The data layout of an application refers to the way in which data is stored and organized. In high performance computation, the data layout can significantly affect the efficiency of memory access operations. In recent years, the problem of data layout selection has been well studied on various multi-core CPU and some heterogeneous architectures.
GPUs have memory hierarchies different from multi-core CPUs. While data layout selection on GPUs has been studied by several existing works, there is still a lack of a mathematical cost model for data layout selection on GPUs. This motivates us to investigate static cost analysis methods which could better guide future data layout selection work, and perhaps even the design of new SIMT architectures.

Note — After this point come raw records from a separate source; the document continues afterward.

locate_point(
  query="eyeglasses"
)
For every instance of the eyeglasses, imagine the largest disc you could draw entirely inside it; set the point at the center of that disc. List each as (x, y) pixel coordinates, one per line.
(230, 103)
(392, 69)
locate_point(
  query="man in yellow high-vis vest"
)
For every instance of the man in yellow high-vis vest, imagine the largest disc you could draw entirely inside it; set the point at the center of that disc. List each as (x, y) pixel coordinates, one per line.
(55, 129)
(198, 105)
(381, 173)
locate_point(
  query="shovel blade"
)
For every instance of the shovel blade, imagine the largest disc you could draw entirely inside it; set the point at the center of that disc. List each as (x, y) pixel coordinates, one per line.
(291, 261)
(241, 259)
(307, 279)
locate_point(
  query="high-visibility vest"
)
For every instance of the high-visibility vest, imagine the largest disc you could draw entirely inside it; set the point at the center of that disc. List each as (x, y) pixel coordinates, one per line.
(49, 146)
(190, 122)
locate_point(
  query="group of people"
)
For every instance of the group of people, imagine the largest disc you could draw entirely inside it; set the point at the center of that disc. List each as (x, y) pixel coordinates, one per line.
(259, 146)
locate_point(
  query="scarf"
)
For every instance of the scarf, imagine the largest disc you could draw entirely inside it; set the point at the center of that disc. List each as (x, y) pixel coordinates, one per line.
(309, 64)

In this thesis, we present a comprehensive cost analysis for data layout selection on GPUs. We build our cost function based on knowledge of the GPU memory hierarchy, and develop an algorithm which allows researchers to perform compile time cost estimation for a given data layout. Furthermore, we introduce a new vector based cost representation to represent the estimated cost, which can better estimate the memory access cost of applications with dynamic length loops. We apply our cost analysis to selected benchmarks from past publications on data layout selection, and our experimental results show that our cost analysis can accurately predict the relative costs of different data layouts.